Why Die?

I mostly disagree with this argument.

I will die. CGP Grey will die. You, reading this comment, will die. Everyone we've ever known will, too. Our children, our loved ones. Even our physical and digital legacies will eventually crumble and fail.

I don't like this fact, don't romanticise it - it's, to me, the central tragedy of living. But it's inevitable, sooner or later, so you'd better at least acknowledge it.

Could we delay it? Sure, we can give it a go. But as Kurtzgesagt explained in his video, death is not a single disease, nor a man in a black hood - it is decay, inside and out, micro and macro. Forgive me for a bit of personal commentary, but as a doctor we already try as best we can to give patients as many good years as possible: we give medication to keep blood pressure down; give lifestyle advice to prevent obesity and smoking; blast the body with chemotherapy to get rid of cancer. But the decay continues, and there comes a point where the tinkering no longer does any good.

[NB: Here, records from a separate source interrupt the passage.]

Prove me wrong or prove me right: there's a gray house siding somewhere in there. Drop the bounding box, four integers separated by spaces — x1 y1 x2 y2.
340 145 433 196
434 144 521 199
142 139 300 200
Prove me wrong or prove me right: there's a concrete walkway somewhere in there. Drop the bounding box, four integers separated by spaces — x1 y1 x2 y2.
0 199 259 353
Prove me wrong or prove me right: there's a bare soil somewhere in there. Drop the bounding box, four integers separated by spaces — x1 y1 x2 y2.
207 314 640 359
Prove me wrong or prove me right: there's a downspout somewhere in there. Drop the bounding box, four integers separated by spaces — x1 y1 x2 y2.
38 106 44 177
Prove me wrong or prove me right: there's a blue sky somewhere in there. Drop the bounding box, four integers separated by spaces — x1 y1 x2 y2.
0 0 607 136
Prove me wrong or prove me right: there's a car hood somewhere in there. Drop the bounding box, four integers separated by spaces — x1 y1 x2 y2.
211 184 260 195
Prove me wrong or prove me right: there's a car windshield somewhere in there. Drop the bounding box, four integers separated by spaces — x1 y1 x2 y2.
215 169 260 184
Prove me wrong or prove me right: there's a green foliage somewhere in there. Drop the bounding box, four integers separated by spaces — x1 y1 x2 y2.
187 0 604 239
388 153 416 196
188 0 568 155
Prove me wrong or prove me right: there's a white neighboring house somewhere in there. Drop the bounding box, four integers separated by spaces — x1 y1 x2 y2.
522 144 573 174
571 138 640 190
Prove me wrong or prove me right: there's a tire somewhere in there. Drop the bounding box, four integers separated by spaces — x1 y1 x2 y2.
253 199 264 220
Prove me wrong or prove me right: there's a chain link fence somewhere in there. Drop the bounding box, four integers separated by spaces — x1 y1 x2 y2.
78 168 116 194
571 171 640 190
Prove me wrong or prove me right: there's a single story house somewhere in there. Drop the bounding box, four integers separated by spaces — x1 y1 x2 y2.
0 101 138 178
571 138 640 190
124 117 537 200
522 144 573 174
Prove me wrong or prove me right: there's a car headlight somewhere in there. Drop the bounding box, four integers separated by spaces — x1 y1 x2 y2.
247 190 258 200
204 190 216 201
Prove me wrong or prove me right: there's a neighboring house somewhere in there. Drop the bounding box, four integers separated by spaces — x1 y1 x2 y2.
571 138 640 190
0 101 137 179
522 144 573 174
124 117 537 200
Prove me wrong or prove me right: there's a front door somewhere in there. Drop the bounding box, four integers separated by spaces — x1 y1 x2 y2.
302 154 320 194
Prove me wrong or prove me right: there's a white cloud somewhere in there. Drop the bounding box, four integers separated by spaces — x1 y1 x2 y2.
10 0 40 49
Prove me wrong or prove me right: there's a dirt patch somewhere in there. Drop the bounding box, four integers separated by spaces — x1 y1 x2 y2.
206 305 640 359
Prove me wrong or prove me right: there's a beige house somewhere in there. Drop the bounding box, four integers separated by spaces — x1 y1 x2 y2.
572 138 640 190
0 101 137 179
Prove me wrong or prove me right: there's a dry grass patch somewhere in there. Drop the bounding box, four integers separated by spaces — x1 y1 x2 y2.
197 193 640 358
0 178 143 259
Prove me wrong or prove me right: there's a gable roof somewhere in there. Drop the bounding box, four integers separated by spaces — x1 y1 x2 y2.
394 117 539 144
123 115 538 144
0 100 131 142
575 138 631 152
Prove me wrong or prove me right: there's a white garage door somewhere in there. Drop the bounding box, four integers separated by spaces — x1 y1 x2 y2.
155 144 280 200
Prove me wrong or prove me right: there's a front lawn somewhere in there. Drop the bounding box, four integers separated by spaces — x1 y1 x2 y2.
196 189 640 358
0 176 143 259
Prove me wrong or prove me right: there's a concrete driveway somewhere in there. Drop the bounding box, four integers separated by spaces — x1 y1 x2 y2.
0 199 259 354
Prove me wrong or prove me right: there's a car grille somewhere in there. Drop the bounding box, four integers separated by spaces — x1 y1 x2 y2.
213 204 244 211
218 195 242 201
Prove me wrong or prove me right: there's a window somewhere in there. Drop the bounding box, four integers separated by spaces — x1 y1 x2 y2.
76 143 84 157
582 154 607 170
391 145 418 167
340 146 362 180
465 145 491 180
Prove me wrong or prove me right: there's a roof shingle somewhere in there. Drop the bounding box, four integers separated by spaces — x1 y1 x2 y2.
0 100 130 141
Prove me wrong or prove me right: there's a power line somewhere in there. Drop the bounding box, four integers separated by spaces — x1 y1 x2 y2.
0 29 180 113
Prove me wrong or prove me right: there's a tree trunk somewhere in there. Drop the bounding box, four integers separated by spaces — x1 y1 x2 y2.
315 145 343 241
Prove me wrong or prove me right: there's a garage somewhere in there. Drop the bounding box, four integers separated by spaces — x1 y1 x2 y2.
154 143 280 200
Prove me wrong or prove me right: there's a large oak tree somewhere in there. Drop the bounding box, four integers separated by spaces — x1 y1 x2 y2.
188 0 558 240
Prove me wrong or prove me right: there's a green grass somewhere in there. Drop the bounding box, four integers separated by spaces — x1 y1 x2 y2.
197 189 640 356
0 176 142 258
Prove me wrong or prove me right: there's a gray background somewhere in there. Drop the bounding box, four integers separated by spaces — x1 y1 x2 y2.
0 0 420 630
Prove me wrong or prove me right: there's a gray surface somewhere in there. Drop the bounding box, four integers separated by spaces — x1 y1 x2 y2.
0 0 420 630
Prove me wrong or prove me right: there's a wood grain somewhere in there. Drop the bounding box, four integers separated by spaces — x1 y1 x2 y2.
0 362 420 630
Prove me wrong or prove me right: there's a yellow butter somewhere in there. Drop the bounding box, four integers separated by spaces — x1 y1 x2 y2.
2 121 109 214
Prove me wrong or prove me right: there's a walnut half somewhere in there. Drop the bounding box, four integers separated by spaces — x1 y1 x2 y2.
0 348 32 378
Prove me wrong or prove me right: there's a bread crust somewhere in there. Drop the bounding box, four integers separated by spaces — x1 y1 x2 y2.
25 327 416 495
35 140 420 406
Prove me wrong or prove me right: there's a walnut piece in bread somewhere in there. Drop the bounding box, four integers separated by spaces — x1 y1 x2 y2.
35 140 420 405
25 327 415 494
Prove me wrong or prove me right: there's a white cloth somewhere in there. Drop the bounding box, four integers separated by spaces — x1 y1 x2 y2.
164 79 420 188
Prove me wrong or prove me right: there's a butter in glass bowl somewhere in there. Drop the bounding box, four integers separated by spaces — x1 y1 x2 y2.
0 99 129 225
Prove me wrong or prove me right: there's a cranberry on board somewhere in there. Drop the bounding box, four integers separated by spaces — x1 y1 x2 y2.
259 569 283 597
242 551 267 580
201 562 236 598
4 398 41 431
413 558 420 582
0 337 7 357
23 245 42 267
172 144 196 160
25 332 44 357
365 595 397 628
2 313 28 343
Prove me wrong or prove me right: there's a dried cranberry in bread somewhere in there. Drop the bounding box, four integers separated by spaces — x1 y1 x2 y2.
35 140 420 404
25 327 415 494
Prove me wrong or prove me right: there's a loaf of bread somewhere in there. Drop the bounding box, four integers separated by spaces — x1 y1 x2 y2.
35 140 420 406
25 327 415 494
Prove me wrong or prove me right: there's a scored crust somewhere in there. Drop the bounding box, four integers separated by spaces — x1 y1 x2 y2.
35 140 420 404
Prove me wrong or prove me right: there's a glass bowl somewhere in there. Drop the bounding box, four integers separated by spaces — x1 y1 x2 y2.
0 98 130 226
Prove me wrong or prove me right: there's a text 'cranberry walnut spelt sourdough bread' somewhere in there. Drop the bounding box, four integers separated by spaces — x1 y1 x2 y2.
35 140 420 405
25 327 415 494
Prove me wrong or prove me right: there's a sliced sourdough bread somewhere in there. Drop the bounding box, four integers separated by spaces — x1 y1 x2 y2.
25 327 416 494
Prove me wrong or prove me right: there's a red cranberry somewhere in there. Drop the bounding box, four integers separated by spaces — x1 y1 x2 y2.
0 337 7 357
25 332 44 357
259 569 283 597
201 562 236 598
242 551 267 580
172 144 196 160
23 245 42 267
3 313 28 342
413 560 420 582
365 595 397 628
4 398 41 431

The worst deaths I have seen in hospital are of those in whom death is not acknowledged as inevitable. Perhaps the patient doesn't accept it, the relatives are desperate or the doctors too over-zealous. In the end the patient might get another week or two, but they will be miserable, and are more likely to die suddenly or in an uncontrolled manner.

Why die? Because we have to - really. The attitude that Silicon Valley or whomever can come in and hack our bodies to prevent death as if it's a new idea strikes me as a bit naive.